La tradition du torysme rouge permet de penser la politique en dehors de l’alternative « ou bien, ou bien » qui donne le choix entre un collectivisme hiérarchique conservateur ou bien un égalitarisme et un individualisme libéraux. Il permet d’espérer la conciliation d’une forme de collectivisme ou de communautarisme et d’une forme d’égalitarisme. J’évoque ici une idée politique, et non pas une réalité politique, mais il reste que cette idée permet de reformuler l’idéal socialiste dans le monde contemporain, et plus précisément dans le contexte canadien, tout en évitant certains des problèmes posés par les dimensions hiérarchiques et homogénéisantes de la tradition socialiste. Sans compter que le torysme rouge n’a pas été sans effet sur les institutions et l’imaginaire collectif du pays.

 

jpw : Pour les nationalistes québécois, les référendums de 1980 et de 1995 furent considérés comme d’amères défaites. Mais nous oublions souvent que les nationalistes canadiens-anglais de gauche conçurent en termes semblables l’élection de 1988 autour de l’enjeu du libre-échange. De quoi au juste était-ce la défaite?

            ia : Pour les nationalistes de gauche canadiens-anglais, l’élection de 1988 autour de la question du libre-échange fut réellement décevante. Vous vous rappelez sûrement que la majorité des gens au Canada anglais votèrent contre le gouvernement qui faisait la promotion de l’Accord de libre-échange (ale). De nombreuses personnes, moi y compris, croyaient que les Québécois discerneraient le danger que représentaient les États-Unis et s’opposeraient aussi à ce projet. Mais notre réflexion était à courte vue : elle s’appuyait sur une compréhension simpliste des forces en présence au Québec. J’ai alors compris qu’il y a deux projets nationalistes au Canada. Avec plusieurs autres, j’ai commencé à voir à quel point nous suivions des chemins différents, que nous le voulions ou pas. Au fil des années, d’autres facteurs ont contribué à cette situation, par exemple la position résolument fédéraliste du Nouveau Parti démocratique (npd) québécois jusqu’à sa réforme.

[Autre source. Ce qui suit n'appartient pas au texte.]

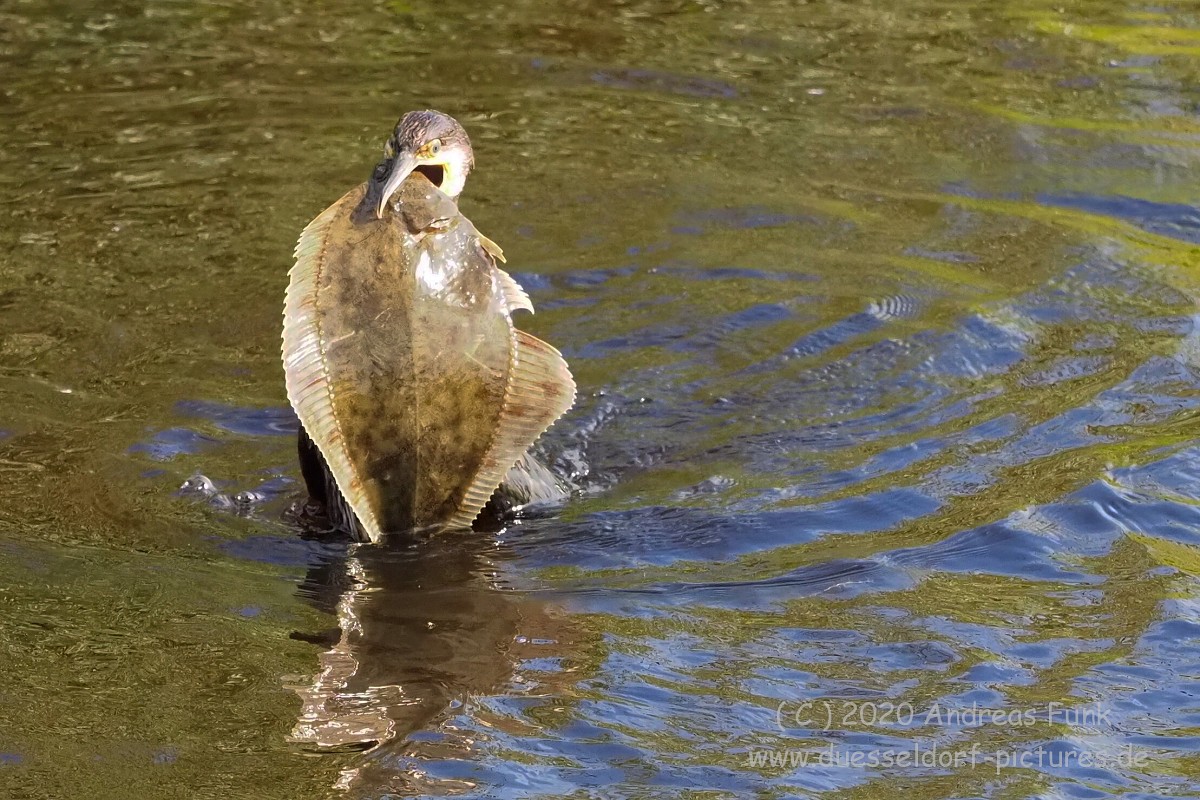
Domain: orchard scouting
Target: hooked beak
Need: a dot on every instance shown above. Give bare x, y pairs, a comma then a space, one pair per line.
402, 166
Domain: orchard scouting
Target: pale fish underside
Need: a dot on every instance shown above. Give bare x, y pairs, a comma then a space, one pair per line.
403, 365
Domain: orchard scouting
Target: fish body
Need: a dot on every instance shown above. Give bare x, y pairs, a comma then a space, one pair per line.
403, 365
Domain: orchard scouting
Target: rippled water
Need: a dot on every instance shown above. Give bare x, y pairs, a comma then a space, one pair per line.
885, 322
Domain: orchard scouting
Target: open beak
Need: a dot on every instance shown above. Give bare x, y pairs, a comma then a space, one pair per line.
402, 166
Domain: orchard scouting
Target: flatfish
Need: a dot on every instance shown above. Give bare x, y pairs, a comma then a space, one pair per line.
403, 365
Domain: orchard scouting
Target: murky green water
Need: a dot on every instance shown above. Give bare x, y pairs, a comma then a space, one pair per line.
883, 317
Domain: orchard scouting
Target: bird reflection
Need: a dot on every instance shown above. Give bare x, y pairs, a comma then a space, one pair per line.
421, 629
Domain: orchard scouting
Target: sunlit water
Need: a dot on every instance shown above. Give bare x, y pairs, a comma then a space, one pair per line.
883, 317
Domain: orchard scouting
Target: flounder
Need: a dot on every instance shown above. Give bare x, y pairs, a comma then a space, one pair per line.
403, 365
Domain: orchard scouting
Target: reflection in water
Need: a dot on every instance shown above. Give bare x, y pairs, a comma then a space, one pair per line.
423, 629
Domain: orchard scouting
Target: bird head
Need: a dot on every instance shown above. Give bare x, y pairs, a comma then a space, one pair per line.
426, 142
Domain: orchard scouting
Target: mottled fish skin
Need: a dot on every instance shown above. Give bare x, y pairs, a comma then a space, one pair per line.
403, 365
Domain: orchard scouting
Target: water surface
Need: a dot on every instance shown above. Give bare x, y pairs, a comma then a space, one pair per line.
885, 323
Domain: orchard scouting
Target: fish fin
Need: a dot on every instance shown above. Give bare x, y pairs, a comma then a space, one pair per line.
304, 366
540, 390
514, 294
491, 247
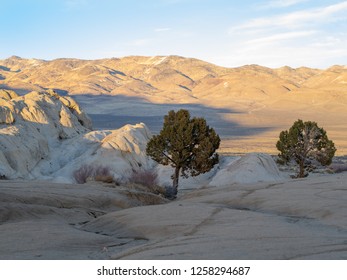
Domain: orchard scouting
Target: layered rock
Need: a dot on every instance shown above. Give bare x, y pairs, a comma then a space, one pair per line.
47, 136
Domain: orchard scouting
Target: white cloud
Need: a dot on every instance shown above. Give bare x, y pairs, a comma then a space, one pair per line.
140, 42
295, 19
283, 3
162, 29
75, 4
281, 37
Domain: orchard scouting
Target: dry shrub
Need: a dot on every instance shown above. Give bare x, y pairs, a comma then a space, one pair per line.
338, 167
93, 172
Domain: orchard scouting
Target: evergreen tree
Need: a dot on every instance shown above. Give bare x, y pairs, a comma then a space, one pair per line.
304, 142
188, 145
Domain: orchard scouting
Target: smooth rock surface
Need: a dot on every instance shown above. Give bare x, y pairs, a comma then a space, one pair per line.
294, 219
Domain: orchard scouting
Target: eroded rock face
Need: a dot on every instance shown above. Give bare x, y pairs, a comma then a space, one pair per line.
251, 168
45, 136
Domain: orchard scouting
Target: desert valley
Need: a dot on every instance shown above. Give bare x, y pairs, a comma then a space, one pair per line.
60, 115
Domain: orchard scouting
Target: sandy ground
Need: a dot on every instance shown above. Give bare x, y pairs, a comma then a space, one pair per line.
293, 219
243, 129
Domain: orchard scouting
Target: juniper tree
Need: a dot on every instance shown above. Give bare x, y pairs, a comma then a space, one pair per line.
304, 142
187, 144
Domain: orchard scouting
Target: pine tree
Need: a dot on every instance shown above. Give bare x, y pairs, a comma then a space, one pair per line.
188, 145
305, 141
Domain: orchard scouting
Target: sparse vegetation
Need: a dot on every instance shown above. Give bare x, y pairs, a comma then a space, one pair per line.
306, 144
93, 172
186, 144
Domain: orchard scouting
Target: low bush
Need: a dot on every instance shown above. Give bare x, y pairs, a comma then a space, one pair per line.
338, 168
93, 172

            En somme, l’ale fut une défaite amère pour la gauche canadienne-anglaise. C’est presque par définition que la gauche n’est pas l’opinion dominante, mais depuis l’élection de 1988, l’isolement de la gauche dans l’opinion publique s’est accru. Même la gauche modérée du npd a eu de la difficulté à capter l’attention du public. Les opinions et les analyses plus radicales sont sévèrement rejetées. Il y a plusieurs raisons expliquant cette situation, mais peut-être que le fait de se pencher sur le traumatisme de 1988 nous aide à la comprendre. Les élections de 1988 représentent le traumatisme de la défaite de la gauche traditionnelle au Canada et de sa manière de comprendre le politique.

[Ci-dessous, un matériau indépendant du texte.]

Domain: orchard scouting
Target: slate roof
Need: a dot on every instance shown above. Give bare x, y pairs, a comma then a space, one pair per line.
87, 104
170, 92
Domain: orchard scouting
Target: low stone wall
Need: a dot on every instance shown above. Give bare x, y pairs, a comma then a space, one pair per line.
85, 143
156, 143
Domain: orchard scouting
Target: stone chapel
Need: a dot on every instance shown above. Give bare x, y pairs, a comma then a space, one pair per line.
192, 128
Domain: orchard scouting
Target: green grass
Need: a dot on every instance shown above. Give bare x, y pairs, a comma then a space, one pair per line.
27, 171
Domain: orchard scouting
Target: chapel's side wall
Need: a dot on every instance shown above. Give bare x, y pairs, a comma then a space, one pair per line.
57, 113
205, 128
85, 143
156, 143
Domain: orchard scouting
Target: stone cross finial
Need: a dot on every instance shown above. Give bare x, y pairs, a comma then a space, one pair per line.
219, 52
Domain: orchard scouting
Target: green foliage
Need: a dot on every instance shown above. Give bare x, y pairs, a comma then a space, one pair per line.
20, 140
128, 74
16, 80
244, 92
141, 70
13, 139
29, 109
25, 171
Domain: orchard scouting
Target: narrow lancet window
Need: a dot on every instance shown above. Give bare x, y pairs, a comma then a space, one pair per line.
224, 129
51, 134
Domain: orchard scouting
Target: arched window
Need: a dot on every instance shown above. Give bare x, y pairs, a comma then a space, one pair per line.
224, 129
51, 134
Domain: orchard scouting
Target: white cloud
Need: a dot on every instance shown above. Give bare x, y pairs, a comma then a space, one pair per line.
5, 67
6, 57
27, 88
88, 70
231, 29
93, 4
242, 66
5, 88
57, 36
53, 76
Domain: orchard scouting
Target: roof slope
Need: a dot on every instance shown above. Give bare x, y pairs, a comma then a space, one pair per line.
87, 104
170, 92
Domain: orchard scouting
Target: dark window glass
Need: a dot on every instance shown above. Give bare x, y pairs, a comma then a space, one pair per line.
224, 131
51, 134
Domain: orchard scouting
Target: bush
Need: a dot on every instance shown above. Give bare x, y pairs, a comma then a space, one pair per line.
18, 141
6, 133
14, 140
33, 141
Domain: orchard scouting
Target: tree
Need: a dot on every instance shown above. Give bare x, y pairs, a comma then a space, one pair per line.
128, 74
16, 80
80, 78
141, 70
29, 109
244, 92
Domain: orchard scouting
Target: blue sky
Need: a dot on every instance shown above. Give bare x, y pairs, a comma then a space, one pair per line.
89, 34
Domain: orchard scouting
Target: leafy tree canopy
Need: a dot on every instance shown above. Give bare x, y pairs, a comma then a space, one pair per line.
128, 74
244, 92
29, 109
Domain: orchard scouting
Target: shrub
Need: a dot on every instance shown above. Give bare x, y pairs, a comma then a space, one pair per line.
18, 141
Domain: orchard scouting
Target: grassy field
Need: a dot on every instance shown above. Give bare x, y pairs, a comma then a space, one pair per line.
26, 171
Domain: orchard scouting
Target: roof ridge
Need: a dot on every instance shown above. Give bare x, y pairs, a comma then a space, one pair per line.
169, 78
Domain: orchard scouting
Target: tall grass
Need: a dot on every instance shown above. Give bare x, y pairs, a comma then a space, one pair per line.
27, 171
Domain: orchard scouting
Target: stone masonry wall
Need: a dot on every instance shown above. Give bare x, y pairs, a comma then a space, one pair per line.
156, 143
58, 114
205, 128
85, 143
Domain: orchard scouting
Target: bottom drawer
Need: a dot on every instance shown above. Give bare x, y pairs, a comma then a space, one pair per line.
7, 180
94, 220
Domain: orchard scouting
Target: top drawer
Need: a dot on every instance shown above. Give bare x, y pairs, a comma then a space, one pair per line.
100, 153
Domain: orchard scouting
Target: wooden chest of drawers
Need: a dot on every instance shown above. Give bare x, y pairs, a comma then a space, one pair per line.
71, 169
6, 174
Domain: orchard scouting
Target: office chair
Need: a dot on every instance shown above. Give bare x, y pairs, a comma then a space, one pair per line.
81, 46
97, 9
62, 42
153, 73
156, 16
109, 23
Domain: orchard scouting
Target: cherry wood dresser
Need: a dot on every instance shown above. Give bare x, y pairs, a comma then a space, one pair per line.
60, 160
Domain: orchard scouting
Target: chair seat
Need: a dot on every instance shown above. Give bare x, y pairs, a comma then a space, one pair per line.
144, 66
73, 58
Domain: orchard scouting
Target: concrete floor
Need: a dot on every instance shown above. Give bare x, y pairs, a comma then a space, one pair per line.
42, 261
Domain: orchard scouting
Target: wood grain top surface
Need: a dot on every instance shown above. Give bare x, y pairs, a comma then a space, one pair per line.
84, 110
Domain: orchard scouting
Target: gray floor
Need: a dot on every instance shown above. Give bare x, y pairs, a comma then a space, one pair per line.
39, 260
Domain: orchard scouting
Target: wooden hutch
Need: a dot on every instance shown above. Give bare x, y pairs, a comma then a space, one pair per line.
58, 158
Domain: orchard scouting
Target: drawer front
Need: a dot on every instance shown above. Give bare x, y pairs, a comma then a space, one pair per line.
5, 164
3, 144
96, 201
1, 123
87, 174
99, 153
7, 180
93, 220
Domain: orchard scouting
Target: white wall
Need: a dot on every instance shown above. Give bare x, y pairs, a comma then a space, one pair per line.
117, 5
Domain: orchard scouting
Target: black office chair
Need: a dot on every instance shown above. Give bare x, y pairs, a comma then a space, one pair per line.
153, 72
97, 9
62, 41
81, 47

Je crois sincèrement qu’une réforme de la mentalité collective est maintenant en cours, et qu’elle est en grande part le produit de la politique militaire agressive des États-Unis, qui accompagne la mondialisation économique. J’espère que la gauche et la critique de l’empire pourront alimenter la nouvelle configuration politique en émergence, mais il est cependant trop tôt pour prédire ce qui en adviendra.

 

jpw : Vous parlez ailleurs du fait que le Canada a été absorbé dans l’empire américain. Mais, d’une part, la plupart des gens ici sont portés à dire que les Canadiens vivent dans une société à forte tendance sociale. D’autre part, bien que l’élection de 1988 devait signifier la fin du Canada tel qu’on l’avait connu, depuis lors, il semble que les Canadiens n’ont jamais été plus certains de former une communauté sociale et politique différente des États-Unis. Comment expliquez-vous cela? Comment peut-on expliquer que nous n’ayons jamais vu autant de drapeaux canadiens flotter au vent?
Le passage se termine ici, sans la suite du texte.